With increased awareness and broader acceptance of people who identify as genderqueer, transgender, or gender-nonconforming, it’s about time we gave some serious thought to some of the ways we can make our language reflect this same spirit of inclusion. Gender-neutral pronouns are an obvious place to start.

Wait…why do we need new pronouns?

Until only a couple of decades ago, people widely defaulted to the use of he when referring to someone they didn’t know specifically:

“If anyone brings an umbrella on the trip, he will have to leave it on the bus.”

To many a modern ear, this casual male bias might sound completely shocking. Only slightly better is the phrase he or she - meant to be inclusive, but cumbersome when used repeatedly:

“I’m not sure who will be working on this project, but he or she will need to prepare well ahead of time, and he or she will need to present results on Tuesday.”

Add to this difficulty the fact that modern society is increasingly recognizing gender as non-binary, and it becomes obvious that we need to be more nuanced with our language than ever before. It’s both an issue of accuracy and one of respect for those whose gender identity is neither strictly male nor female.

Guess what? You’re already using gender-neutral pronouns.

You may already be familiar with the idea of gender-neutral pronouns but feel unsure about how to use them - or even what choices you have. In fact, most of us have unwittingly opted for gender-neutral pronouns all our lives:

“I need someone to lead the presentation for me, and I hope they are prepared to answer any questions that come up.”

In this context, we don’t know who our hypothetical leader will be, so we use they out of courtesy. They is a great option - and it is one quite often used by gender-nonconforming people - but there are also several other newly created pronouns that are entering into common usage.

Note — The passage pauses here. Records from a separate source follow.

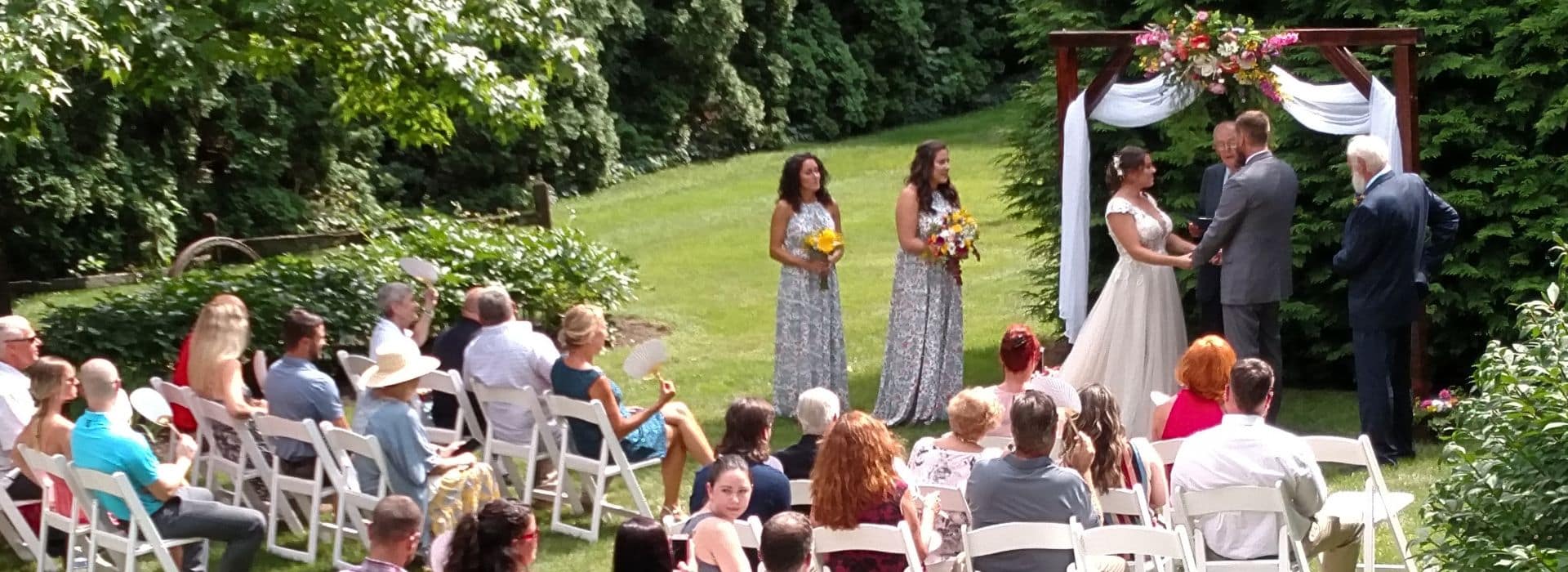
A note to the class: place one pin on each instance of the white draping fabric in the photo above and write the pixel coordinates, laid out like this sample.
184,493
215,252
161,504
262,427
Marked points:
1330,109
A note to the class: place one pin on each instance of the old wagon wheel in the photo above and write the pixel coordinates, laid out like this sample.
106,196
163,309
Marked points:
209,249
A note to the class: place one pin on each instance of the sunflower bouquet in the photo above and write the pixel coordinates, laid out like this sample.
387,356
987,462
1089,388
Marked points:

The following list shows traditional pronouns in five familiar grammatical cases, and several increasingly common, gender-neutral options as well.

 

Nominative

Objective

Possessive Adjective

Possessive Pronoun

Reflexive Pronoun

Some Traditional Pronouns

He

He yawned

I touched him

His hair shone

That home is his

He washes himself

She

She yawned

I touched her

Her hair shone

That home is hers

She washes herself

They

They yawned

I touched them

Their hair shone

That home is theirs

They wash themselves

Some Gender-Neutral Pronoun Options

Ne

Ne yawned

I touched nem

Nir hair shone

That home is nirs

Ne washes nemself

Ey

Ey yawned

I touched em

Eir hair shone

That home is eirs

Ey washes emself

Ze (or zie) and hir

Ze yawned

I touched hir

Hir hair shone

That home is hirs

Ze washes hirself

Ze (or zie) and zir

Ze yawned

I touched zir

Zir hair shone

That home is zirs

Ze washes zirself

Xe

Xe yawned

I touched xem

Xyr hair shone

That home is xyrs

Xe washes xemself

This table was taken and edited from this Wikipedia page.

 

So how do I know which pronouns to choose?

All of these options, and a few others, too, have appeared in usage, so how do you know which is best for the person or people you are with? Asking someone directly can lead to awkwardness. Consider, for example, someone whose non-binary identity is not something they have shared in their workplace. Asking them to tell you their non-traditional pronouns might force an unwanted personal conversation in this professional context. The whole subject can be handled easily and diplomatically, though. Just share your own pronouns when introducing yourself, or include them in writing, along with your name, in a group situation when you might be wearing a nametag. This allows others to do the same in a way that is comfortable for everybody. As an example:

“My name is Donna, and my pronouns are she and her.” Or, “My name is Shaun, and my pronouns are Ne and Nem.”

It’s all about inclusion.

The objective is that each individual be able to express the specific language they are most comfortable with and have their feelings about this respected by those around them. By making just the small effort required, we can all help ensure that people of any gender identity feel at ease - rather than locked into a binary gender system by the use of traditional, binary language. It’s a matter of consideration. We are extremely fortunate to live in a society that values inclusion. Understanding and using gender-neutral pronouns is one way we can all support this idea of acceptance.